Re: 9.5: Memory-bounded HashAgg

From: Tomas Vondra <tv(at)fuzzy(dot)cz>
To: pgsql-hackers(at)postgresql(dot)org
Subject: Re: 9.5: Memory-bounded HashAgg
Date: 2014-08-10 23:29:12
Views: Raw Message | Whole Thread | Download mbox | Resend email
Lists: pgsql-hackers


it's 1AM here, so only a few comments after quickly reading the patch.

On 10.8.2014 23:26, Jeff Davis wrote:
> This patch is requires the Memory Accounting patch, or something
> similar to track memory usage.

I think the patch you sent actually includes the accounting patch. Is
that on purpose, or by accident?

I'd suggest keeping these two patches separate.

> Rough Design:
> Change the hash aggregate algorithm to accept a generic "work item",
> which consists of an input file as well as some other bookkeeping
> information.
> Initially prime the algorithm by adding a single work item where the
> file is NULL, indicating that it should read from the outer plan.
> If the memory is exhausted during execution of a work item, then
> continue to allow existing groups to be aggregated, but do not allow
> new groups to be created in the hash table. Tuples representing new
> groups are saved in an output partition file referenced in the work
> item that is currently being executed.
> When the work item is done, emit any groups in the hash table, clear
> the hash table, and turn each output partition file into a new work
> item.
> Each time through at least some groups are able to stay in the hash
> table, so eventually none will need to be saved in output
> partitions, no new work items will be created, and the algorithm will
> terminate. This is true even if the number of output partitions is
> always one.

So once a group gets into memory, it stays there? That's going to work
fine for aggregates with fixed-size state (int4, or generally state that
gets allocated and does not grow), but I'm afraid for aggregates with
growing state (as for example array_agg and similar) that's not really a

How difficult would it be to dump the current state into a file (and
remove them from the hash table)?

While hacking on the hash join, I envisioned the hash aggregate might
work in a very similar manner, i.e. something like this:

* nbatches=1, nbits=0
* when work_mem gets full => nbatches *= 2, nbits += 1
* get rid of half the groups, using nbits from the hash
=> dump the current states into 'states.batchno' file
=> dump further tuples to 'tuples.batchno' file
* continue until the end, or until work_mem gets full again

This is pretty much what the hashjoin does, except that the join needs
to batch the outer relation too (which hashagg does not need to do).
Otherwise most of the batching logic can be copied.

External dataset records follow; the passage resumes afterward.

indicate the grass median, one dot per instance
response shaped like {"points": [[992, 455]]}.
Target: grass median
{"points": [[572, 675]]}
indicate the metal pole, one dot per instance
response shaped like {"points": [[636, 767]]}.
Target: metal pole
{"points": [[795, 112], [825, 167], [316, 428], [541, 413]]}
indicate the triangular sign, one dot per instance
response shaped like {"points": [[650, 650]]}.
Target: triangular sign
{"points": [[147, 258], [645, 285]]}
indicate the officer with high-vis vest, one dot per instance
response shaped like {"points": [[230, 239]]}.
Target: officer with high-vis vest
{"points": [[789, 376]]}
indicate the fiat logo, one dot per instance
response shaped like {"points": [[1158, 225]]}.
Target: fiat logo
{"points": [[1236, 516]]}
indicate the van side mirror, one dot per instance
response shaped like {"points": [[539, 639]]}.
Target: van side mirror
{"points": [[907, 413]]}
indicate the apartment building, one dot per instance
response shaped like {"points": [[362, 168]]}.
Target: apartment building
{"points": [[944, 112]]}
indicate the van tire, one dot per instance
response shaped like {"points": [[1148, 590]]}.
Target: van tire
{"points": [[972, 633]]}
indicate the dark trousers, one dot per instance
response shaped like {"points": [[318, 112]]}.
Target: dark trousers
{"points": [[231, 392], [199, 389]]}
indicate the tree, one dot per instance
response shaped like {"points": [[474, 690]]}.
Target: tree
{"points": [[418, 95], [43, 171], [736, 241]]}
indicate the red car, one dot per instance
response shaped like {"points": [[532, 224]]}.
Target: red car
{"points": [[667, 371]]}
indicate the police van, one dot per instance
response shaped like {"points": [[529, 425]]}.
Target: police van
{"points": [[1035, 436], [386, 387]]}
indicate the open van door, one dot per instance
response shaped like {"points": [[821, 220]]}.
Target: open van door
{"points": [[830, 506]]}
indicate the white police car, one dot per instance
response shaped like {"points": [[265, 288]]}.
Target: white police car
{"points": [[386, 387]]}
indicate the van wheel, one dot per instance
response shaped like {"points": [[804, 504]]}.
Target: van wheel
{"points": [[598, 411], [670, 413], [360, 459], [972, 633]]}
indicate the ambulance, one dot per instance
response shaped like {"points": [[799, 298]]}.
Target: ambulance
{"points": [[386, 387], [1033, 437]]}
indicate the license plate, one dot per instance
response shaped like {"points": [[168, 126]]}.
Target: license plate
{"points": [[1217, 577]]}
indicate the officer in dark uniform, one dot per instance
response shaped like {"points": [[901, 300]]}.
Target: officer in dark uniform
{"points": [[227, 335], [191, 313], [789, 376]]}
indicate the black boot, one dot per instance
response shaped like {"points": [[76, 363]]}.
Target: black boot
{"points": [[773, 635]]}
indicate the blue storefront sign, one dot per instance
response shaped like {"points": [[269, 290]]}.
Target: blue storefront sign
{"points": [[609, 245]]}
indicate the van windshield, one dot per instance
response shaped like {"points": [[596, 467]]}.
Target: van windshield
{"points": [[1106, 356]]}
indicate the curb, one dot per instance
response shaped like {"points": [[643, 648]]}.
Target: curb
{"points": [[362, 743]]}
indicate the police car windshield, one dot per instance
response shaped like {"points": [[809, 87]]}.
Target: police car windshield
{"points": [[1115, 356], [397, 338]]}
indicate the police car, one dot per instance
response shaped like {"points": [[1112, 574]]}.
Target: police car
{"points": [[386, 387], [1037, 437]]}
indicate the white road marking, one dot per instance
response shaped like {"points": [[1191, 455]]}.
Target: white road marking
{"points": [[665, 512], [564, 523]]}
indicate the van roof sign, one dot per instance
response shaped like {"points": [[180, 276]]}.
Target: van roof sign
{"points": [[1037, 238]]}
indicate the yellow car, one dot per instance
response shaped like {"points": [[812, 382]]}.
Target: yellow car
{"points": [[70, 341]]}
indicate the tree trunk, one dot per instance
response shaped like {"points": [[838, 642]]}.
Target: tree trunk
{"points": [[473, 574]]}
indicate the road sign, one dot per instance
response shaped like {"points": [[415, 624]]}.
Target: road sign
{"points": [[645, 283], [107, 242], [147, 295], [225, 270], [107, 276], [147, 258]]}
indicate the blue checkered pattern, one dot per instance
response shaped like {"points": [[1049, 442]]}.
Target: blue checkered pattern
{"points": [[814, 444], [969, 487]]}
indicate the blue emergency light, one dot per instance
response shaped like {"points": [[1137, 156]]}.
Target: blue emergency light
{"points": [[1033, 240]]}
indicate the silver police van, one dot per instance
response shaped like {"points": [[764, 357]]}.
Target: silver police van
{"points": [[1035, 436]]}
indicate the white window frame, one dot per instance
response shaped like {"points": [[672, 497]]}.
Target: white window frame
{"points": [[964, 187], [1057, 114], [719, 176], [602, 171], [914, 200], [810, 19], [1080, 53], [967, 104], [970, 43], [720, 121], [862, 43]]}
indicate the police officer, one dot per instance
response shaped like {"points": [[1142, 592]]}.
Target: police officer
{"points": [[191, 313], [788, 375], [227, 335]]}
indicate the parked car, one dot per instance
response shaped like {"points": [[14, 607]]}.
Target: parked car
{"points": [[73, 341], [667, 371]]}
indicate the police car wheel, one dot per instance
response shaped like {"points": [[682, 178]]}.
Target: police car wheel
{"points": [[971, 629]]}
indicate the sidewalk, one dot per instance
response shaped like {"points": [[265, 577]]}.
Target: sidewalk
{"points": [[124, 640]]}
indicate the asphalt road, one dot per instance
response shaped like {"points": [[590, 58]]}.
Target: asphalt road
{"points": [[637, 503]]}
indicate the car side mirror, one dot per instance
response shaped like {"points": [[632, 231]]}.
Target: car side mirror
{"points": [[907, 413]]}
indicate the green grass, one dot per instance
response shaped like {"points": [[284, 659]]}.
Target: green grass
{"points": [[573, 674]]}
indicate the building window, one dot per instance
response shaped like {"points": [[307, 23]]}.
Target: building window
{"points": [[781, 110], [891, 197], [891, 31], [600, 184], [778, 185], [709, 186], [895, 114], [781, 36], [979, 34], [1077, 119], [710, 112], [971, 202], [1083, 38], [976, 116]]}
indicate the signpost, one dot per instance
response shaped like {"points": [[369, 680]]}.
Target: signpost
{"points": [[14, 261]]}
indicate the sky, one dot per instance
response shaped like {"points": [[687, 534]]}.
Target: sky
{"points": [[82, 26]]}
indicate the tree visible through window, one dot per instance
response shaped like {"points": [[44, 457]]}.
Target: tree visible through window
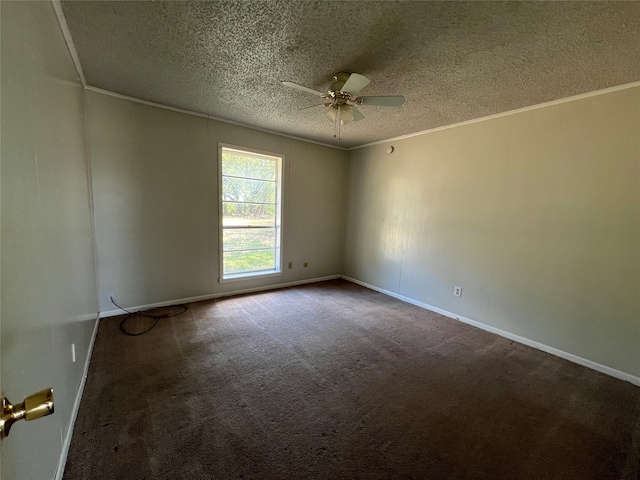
{"points": [[251, 185]]}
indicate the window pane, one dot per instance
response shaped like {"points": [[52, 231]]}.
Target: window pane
{"points": [[242, 165], [248, 214], [249, 261], [244, 190], [249, 238]]}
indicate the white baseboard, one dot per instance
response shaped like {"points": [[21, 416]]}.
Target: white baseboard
{"points": [[76, 405], [503, 333], [112, 313]]}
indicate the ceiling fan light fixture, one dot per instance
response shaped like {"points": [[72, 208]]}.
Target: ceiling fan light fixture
{"points": [[344, 113]]}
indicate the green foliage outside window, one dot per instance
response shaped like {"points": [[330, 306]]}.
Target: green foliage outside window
{"points": [[249, 196]]}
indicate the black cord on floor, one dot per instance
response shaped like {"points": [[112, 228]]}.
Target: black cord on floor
{"points": [[142, 314]]}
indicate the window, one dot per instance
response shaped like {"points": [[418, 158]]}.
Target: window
{"points": [[250, 213]]}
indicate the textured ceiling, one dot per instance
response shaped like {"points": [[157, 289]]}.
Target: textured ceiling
{"points": [[453, 61]]}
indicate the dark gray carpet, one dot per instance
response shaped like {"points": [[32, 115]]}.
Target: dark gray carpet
{"points": [[335, 381]]}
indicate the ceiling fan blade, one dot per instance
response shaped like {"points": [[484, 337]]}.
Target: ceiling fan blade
{"points": [[304, 89], [391, 101], [355, 83], [357, 115], [312, 106]]}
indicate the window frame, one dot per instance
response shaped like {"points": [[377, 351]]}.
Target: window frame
{"points": [[279, 260]]}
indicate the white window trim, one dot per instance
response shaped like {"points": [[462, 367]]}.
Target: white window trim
{"points": [[280, 201]]}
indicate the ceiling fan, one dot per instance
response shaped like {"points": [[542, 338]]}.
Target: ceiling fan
{"points": [[342, 98]]}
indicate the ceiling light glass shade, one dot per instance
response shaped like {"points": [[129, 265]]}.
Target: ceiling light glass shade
{"points": [[331, 113], [344, 113]]}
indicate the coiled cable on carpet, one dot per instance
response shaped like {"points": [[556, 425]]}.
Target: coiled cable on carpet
{"points": [[142, 314]]}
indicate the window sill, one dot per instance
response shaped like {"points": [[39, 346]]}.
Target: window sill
{"points": [[249, 276]]}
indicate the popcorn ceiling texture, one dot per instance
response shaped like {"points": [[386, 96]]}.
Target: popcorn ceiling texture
{"points": [[453, 61]]}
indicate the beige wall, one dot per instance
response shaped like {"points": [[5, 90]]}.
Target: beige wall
{"points": [[48, 281], [155, 189], [536, 215]]}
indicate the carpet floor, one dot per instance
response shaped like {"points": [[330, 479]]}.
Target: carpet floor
{"points": [[335, 381]]}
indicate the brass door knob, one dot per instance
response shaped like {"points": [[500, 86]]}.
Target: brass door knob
{"points": [[34, 406]]}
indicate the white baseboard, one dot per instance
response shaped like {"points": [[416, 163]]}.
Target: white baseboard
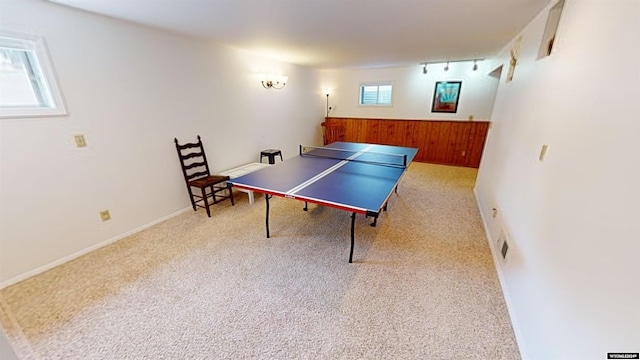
{"points": [[505, 293], [77, 254]]}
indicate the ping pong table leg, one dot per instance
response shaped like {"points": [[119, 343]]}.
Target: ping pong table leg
{"points": [[353, 222], [267, 197]]}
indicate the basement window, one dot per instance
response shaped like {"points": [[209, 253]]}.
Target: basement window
{"points": [[27, 84], [377, 94]]}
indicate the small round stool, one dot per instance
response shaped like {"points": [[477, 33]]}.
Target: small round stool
{"points": [[271, 154]]}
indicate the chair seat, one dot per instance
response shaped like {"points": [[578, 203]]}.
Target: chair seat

It also seems to me that the logic of the patch is about this:

* try to lookup the group in the hash table
* found => call the transition function
* not found
* enough space => call transition function
* not enough space => tuple/group goes to a batch

Which pretty much means all tuples need to do the lookup first. The nice
thing on the hash-join approach is that you don't really need to do the
lookup - you just need to peek at the hash whether the group belongs to
the current batch (and if not, to which batch it should go).

Of course, that would require the ability to dump the current state of
the group, but for the aggregates using basic types as a state
(int4/int8, ...) with fixed-length state that's trivial.

For aggregates using 'internal' to pass pointers that requires some help
from the author - serialization/deserialization functions.

> Open items:
> * costing

Not sure how this is done for the hash-join, but I guess that might be a
good place for inspiration.

> * EXPLAIN details for disk usage
> * choose number of partitions intelligently

What is the purpose of HASH_DISK_MAX_PARTITIONS? I mean, when we decide
we need 2048 partitions, why should we use less if we believe it will
get us over work_mem?

> * performance testing
> Initial tests indicate that it can be competitive with sort+groupagg
> when the disk is involved, but more testing is required.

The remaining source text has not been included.